So basically all I'd be getting out of that is the Fast Movement due to LA.


----------



## Isida Kep'Tukari (Jan 20, 2004)

Wrahn, you're on the list.  Velenne, I'm cool with that alternate ranger.


----------



## DrZombie (Jan 20, 2004)

Velmont said:
			
		

> DrZombie , you know you will have some arcane spell failure if you are in heavier armor than light armor... A breastplate may not be the best choice. A Chain Shirt would be better for that, as you lose only 1 AC but no arcane spell failure.



A Mithral breastplate counts as light armor (beause of the mithral), so no arcane spell failure .
Although I could be mistaken, but I don't think so.


----------



## Velmont (Jan 20, 2004)

DrZombie said:
			
		

> A Mithral breastplate counts as light armor (beause of the mithral), so no arcane spell failure .
> Although I could be mistaken, but I don't think so.




Doh!


----------



## DrZombie (Jan 21, 2004)

Not that I'm pushy or sumpting, but can you lift a tip of the veil?

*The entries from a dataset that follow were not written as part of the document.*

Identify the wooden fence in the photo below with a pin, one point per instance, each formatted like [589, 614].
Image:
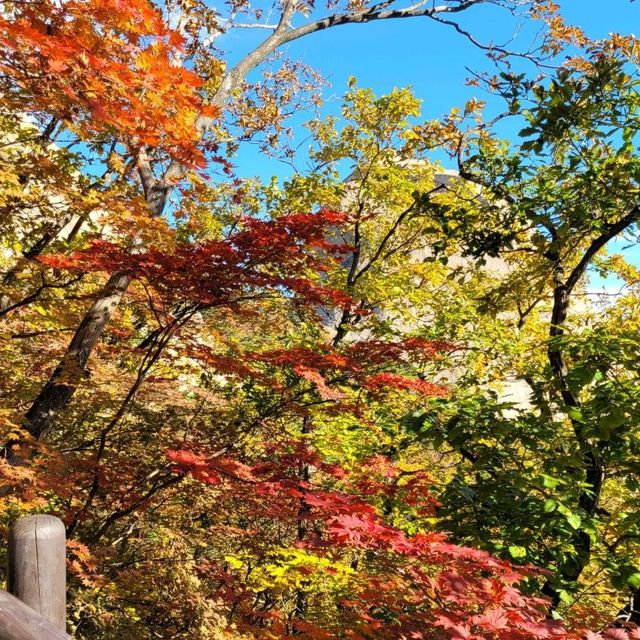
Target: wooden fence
[34, 607]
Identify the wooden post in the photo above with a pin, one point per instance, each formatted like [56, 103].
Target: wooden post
[19, 622]
[37, 567]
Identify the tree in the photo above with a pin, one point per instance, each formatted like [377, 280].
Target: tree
[154, 143]
[550, 204]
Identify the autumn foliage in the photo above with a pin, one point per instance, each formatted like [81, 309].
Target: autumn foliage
[244, 385]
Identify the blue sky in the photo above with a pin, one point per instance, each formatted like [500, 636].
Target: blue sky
[429, 57]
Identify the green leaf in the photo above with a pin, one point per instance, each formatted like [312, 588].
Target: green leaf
[517, 552]
[574, 520]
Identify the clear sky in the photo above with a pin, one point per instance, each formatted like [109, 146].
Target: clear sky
[429, 57]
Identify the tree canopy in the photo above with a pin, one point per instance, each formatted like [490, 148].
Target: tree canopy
[374, 403]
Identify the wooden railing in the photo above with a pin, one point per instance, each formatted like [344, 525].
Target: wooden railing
[34, 607]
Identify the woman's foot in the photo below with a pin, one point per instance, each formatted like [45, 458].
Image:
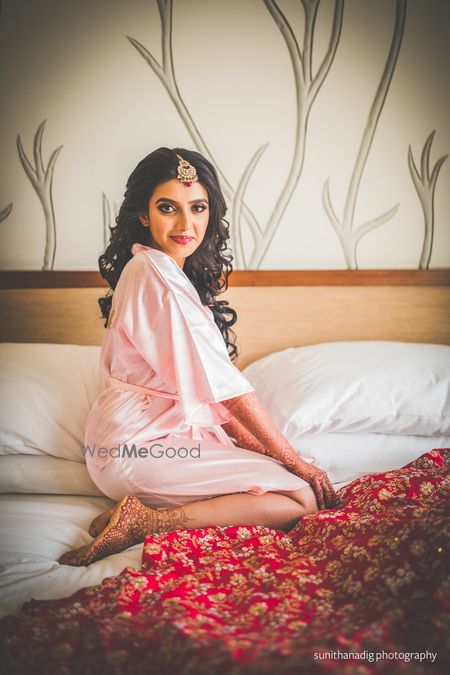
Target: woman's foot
[130, 522]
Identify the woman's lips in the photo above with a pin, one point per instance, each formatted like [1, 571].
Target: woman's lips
[183, 240]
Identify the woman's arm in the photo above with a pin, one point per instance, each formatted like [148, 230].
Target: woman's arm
[243, 437]
[250, 413]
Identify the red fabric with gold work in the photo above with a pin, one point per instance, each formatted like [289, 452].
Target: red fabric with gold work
[367, 578]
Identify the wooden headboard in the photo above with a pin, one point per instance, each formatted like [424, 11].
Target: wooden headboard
[276, 309]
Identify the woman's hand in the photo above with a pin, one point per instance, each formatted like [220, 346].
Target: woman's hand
[318, 479]
[249, 412]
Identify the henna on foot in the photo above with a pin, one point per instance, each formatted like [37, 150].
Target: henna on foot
[129, 524]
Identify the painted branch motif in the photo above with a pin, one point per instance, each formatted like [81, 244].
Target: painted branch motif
[5, 212]
[166, 74]
[425, 184]
[307, 86]
[41, 178]
[349, 236]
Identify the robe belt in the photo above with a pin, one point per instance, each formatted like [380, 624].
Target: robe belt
[196, 429]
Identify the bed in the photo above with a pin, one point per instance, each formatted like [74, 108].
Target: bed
[358, 379]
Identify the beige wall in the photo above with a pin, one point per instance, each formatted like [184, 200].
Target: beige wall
[71, 63]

Where do we start, any NPC's we know? I'm asking because I have to pick my spells, and I'd like to have a good long think since i won't be able to change'em for quite some time. Some feedback on my background would be appreciated, I can always change it.


----------



## Isida Kep'Tukari (Jan 22, 2004)

Dr. Zombie, well, I can't lift the veil until I get all of the players.  Once I do I can figure out how to put you all together.  Which doesn't really help you unfortunately, but go ahead and post your character sans spells.  Once I know everyone's general background, I can give you additional character information and then you can pick your spells.


----------



## Isida Kep'Tukari (Jan 25, 2004)

Ok, I'm going to do wish list items later tonight for everyone that's posted a character (including e-mail you Keia with the rest of your other stuff for your character).  I will hopefully have the scenario up later this week, Wednesday by the latest.


----------



## Isida Kep'Tukari (Jan 26, 2004)

Items for everyone!  If anyone really hates their items, they can ask for a cosmic reroll.  

*Paxus Asclepius*
_Items for Grim "Shadowman" Daergal_
Sword of Subtlety - 23,310
Wand of _magic missile_ 5th level - 3,750
Wand of _cat's grace_ - 4,500
_dust of illusion_ - 1,150
5 potions of _cure light wounds_ - 250
40gp

*Kalanyr*
_Items for Elaugaugein Ark'en'ett_
Add dragon bane quality to rapier - 10,000
Pick 12 levels of spells to add to your spellbook (one 4th level spell, two 3rd level spells, and one 2nd level spell, or three 4th level spells, or any combination thereof) - 1,200
Upgrade bow to +2 dragon bane - 16,000
_boots of striding and springing_ - 5,500
potion of _cure moderate wounds_ - 300

*Velenne *
_Items for Durlp_
_ring of the darkhidden_ - 6,700
_Gwaeron's Boots_ - 6,000
_glove of storing_ - 10,000
_amulet of health +2_ - 4,000
3 potions of _displacement_ - 2,250
3 potions of _invisibility_ - 900
_cloak of arachnida_ - 14,000
_goggles of minute seeing_ - 1,250
potion of _bear's endurance_ - 300
2 potions of _magic fang_ - 100
2 potions of _cure light wounds_ 100

*DrZombie*
_Items for Iluvan'an Tesau, Jester of Death, Ishamael, Betrayer of Hope_
Increase rapier to +3 - 16,000
_figurine of wondrous power - marble elephant_ - 17,000gp  When Iluvan'an freed the beasts from the menagerie during his escape, he thought nothing of freeing a massive elephant along with all the other beasts.  But as he called out for them to run for freedom, the massive elephant reverted to a little marble statue.  Picking it up and carrying it with him, he has used it before as a way to trample wyrmlings and dragon eggs.

*Velmont*
_Items for Gortag Barrik_
Increase greataxe to +2 Keen - 16,000
Add invulnerability quality to breastplate - 15,000gp
Dragonhide amulet - as _amulet of natural armor +1_ - 2,000


----------



## Velmont (Jan 26, 2004)

Isida Kep'Tukari said:
			
		

> *Velmont*
> _Items for Gortag Barrik_
> Increase greataxe to +2 Keen - 16,000
> Add invulnerability quality to breastplate - 15,000gp
> Dragonhide amulet - as _amulet of natural armor +1_ - 2,000




It is an Adamantium Full Plate Mail that I have, not a Breastplate, and the Invulnerability power is a bit useless by the fact that damage reduction doesn't stack and my armor already have 3/-... Anyway, not completly useless too, it is 2 more against none magical attack.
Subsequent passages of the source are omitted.